If any distribution otherwise payable to a Shareholder is of an amount of £3.00
or less, such distribution will not be made to Shareholders but instead be
carried forward and if not ultimately distributed will, together with a
subsequent distribution, be paid by the Liquidators to Age Concern England
registered charity number 261794.
The existing agreement for investment management services between the Company
and the Manager will terminate on the appointment of the Liquidators (save to
the extent that Gartmore can assist in the orderly liquidation of the Company).
The Manager has previously agreed to waive any entitlement to management fees
since 13 May 2002 and has waived its right to receive any compensation in
respect of its contractual notice period and the latter waiver will be
effective if the Proposals are approved. Similarly, the Directors have waived
any fees since 1 May 2002.
Benefit of the Proposals
The Board, while regretting that the poor equity market conditions since May
2002 and consequent market prices have not made it possible to extract greater
value from its investments, believes that the proposed liquidation of the Group
is the most cost effective way to complete the realisation programme and to
return cash to ZDP Shareholders as soon as is efficiently possible.
In relation to Ordinary Shareholders, the Board does not believe there is a
realistic prospect of any current net asset value becoming attributable to
their Shares as the intra group loan arrangements, which were put in place at
the time of the Company's reorganisation in Spring 2002, mean that it is most
likely that all of the assets of the Group are to be used to repay the ZDP
Shareholders.
Extraordinary General Meetings
The implementation of the Proposals will require an EGM for each of GDT
Securities and the Company. These have been convened for 3.30 p.m. and 3.35
p.m. respectively, on 30 April 2004. The notices convening these meetings are
set out in the Circular. The Meetings will be held at Gartmore House, 8
Fenchurch Place, London EC3M 4PB.
The Proposals in their entirety are conditional upon all of the resolutions to
be proposed at the Meetings being duly passed. If the Resolutions to be
proposed at the GDT Securities EGM are not duly passed, the Board will withdraw
the Resolutions to be put before the Company EGM.
Recommendation
The Board, which has been advised by Teather & Greenwood, consider the
Proposals set out in this document to be in the best interests of Shareholders
as a whole.

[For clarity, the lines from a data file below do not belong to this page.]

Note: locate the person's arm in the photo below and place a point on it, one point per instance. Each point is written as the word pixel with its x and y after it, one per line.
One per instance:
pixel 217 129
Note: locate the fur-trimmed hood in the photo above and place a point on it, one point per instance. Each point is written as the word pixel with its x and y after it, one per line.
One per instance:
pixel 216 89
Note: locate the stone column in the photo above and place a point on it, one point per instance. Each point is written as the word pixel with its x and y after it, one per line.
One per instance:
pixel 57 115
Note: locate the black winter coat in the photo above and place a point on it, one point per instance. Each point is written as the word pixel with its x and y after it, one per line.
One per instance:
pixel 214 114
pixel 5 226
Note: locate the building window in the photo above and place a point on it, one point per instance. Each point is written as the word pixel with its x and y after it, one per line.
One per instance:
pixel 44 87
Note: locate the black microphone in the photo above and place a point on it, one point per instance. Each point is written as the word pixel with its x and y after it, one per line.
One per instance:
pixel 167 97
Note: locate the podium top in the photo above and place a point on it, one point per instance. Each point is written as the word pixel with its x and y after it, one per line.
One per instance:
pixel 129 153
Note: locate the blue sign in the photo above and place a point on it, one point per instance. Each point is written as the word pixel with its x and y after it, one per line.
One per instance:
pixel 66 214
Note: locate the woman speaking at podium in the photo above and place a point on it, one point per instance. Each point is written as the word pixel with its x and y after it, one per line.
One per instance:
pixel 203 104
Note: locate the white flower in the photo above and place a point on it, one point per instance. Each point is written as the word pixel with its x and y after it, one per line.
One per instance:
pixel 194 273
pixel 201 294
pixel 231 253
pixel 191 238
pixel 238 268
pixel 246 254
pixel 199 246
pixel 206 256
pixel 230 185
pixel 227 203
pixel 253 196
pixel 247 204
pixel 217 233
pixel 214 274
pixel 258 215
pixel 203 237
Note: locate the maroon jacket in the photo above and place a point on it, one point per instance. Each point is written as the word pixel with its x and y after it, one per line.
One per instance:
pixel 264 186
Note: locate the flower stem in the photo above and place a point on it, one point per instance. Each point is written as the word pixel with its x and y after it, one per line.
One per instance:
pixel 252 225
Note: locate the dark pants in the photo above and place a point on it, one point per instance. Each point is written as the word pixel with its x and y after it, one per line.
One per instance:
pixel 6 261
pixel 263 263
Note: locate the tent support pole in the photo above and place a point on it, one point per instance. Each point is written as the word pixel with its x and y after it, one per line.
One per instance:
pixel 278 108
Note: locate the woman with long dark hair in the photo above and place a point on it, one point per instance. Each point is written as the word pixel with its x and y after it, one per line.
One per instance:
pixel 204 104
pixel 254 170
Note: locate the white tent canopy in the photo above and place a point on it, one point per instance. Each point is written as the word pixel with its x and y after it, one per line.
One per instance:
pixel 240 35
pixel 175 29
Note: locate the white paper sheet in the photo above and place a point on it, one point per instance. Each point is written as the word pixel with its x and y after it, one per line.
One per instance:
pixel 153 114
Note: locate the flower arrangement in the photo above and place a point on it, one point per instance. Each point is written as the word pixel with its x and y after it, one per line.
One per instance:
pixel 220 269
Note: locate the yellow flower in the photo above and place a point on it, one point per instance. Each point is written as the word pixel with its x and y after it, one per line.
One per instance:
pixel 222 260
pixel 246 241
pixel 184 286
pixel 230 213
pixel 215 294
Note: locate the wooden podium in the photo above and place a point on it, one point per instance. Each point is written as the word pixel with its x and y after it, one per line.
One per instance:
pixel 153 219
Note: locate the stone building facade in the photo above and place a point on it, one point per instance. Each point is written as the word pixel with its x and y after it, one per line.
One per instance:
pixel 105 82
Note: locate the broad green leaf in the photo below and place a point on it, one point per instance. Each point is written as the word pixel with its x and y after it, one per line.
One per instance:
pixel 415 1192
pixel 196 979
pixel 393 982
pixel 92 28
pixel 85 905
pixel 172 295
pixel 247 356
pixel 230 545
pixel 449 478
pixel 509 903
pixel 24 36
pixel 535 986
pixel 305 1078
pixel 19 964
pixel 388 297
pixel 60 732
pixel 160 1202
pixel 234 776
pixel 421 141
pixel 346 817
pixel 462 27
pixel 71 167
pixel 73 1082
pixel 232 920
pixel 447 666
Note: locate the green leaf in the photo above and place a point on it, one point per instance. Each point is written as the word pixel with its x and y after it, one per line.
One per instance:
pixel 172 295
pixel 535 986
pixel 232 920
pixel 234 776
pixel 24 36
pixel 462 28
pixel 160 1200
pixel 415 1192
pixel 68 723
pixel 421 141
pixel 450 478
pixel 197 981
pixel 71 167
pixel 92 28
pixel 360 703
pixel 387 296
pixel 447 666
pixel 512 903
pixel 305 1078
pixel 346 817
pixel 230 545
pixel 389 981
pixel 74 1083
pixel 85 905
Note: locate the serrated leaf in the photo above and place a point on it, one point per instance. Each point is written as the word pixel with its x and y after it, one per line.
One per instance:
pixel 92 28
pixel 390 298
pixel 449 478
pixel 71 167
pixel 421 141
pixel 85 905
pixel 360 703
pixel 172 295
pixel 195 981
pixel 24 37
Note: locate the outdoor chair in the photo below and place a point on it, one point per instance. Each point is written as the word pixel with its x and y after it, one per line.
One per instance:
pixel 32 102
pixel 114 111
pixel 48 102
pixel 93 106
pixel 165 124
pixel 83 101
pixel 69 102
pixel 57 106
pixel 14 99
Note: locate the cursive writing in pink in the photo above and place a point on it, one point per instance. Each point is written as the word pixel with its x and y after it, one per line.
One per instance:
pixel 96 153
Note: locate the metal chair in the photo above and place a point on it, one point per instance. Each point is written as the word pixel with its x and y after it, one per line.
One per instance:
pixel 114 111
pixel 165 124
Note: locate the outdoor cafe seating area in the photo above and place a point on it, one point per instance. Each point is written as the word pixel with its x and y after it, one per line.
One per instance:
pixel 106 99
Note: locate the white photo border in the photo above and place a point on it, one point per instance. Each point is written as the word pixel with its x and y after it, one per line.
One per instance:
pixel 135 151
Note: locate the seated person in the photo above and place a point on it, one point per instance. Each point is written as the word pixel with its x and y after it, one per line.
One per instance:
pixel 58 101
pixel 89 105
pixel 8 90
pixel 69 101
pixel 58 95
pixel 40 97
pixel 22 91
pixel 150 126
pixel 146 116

In providing its advice, Teather & Greenwood has placed reliance on
the Directors' commercial assessment of the Proposals.
Expected Timetable
Latest time and date for receipt of Form(s) of
Proxy for use at the:
- Extraordinary General Meeting of GDT 3.30 p.m. on 28 April 2004
Securities
- Extraordinary General Meeting of the Company 3.35 p.m. on 28 April 2004
Registers close Close of business on 28 April
2004
Suspension of ZDP Shares and Ordinary Shares 7.30 a.m. on 30 April 2004
from trading on the London Stock Exchange and
suspension of listing on the Official List of
the UK Listing Authority
Extraordinary General Meeting of GDT Securities 3.30 p.m. on 30 April 2004
Extraordinary General Meeting of the Company 3.35 p.m. on 30 April 2004
Effective Date of winding-up the Company and GDT 30 April 2004
Securities
First liquidation distribution of GDT Securities By 7 May 2004
The definitions used in this announcement are as set out in the circular.
A copy of the circular is available for inspection at the UKLA's Document
Viewing Facility at 25 The North Colonnade, Canary Wharf, London E14 5HS.
Enquiries:
Ian Williams, Lanson Communications 07939 543587
Teather & Greenwood, which is authorised and regulated in the United Kingdom by
the Financial Services Authority, is acting for the Company and GDT Securities
and no other parties in connection with the Proposals and will not be
responsible to anyone other than the Company and GDT Securities for providing
the protections afforded to customers of Teather & Greenwood or providing
advice in relation to the Proposals.